Edinburgh Fringe comedy review

The foppish John Tothill is one of the most distinctive stand-up voices of his generation: louche, decadent and lazy, the requirements of everyday existence, like working for a living (ugh!) beneath his privileged status. It is surely due to some cosmic administrative cock-up that he was not born into the idle rich.

He exudes a superior camp erudition – though without doing the reading, obvs – with the big regret of his life that he will never able to hear his own words of wisdom.

Of course, there’s a significant disconnect between what he projects and reality. He’s not joining Lord Byron on a grand tour of Europe, he’s getting pissed down the pub with a colleague, he’s not living in Saltburn, he’s fighting off a biblical plague of mice in his flat.

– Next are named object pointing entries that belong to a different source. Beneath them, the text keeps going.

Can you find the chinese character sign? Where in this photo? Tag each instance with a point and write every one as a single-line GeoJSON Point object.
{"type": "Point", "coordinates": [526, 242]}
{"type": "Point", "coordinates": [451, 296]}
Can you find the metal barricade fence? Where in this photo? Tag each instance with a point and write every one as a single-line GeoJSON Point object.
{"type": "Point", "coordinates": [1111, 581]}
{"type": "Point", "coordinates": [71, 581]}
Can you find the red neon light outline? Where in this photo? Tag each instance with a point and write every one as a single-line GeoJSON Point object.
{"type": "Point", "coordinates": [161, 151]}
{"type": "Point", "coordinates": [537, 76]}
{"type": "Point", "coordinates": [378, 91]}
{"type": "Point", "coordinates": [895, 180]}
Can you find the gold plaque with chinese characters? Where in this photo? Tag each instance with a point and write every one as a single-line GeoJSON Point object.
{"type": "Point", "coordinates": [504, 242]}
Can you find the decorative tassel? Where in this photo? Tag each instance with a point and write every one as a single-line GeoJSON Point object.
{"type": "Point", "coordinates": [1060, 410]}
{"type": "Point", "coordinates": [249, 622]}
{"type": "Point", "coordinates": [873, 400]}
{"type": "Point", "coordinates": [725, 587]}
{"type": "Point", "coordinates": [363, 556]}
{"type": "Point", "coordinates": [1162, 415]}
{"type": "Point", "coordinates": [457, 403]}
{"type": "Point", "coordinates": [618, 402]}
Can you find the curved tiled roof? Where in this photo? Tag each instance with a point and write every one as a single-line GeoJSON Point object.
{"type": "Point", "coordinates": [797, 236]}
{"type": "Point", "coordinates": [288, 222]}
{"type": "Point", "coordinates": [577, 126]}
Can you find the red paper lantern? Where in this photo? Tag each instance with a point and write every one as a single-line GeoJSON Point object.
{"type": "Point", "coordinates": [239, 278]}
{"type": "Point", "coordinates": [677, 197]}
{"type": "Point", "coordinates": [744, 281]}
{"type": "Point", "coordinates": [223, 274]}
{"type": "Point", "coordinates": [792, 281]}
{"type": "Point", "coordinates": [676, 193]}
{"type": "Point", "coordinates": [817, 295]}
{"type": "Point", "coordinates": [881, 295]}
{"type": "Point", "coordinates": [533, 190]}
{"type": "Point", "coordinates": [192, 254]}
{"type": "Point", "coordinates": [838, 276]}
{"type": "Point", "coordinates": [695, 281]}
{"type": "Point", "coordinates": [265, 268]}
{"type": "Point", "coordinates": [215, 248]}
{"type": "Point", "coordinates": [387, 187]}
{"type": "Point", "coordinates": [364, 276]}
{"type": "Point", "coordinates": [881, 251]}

Themes in this sophomore hour – equal part Oscar Wildean monologue and stand-up – include the tyranny of timekeeping, a bourgeois conceit that should not bind the likes of him. Unfortunately, the powers-that-be at the primary school where he taught didn’t see it that way, and he doesn’t work there any more.

Straight away, he promises to share with us the story of the rat who orgasmed to death and, after going round more houses than the Swindon bypass, finally gets to this cautionary tale about the dangers of seeking pleasure to excess. It’s advice you feel a languidly hedonistic soul like Tothill will never himself heed.

To escape having to work for money, he even signed up for a medical trial to develop anti-malarial tablets. However, it did not go well, with the troubling anecdote forming the cornerstone of his hour.

It is time idled in delightful company, even if Tothill can be nebulous in sticking to one theme or story – and this was one of the few shows he did between his appendix bursting and him going into hospital to have it dealt with, so was probably even more light-headed than usual. 

Tothill excels at bringing the crowd into his appealing, if impractical, worldview. He calls everyone ‘darling’, affecting to adore us as much as he wishes to be adored himself – all part of the fillip that an hour in his exquisite presence offers.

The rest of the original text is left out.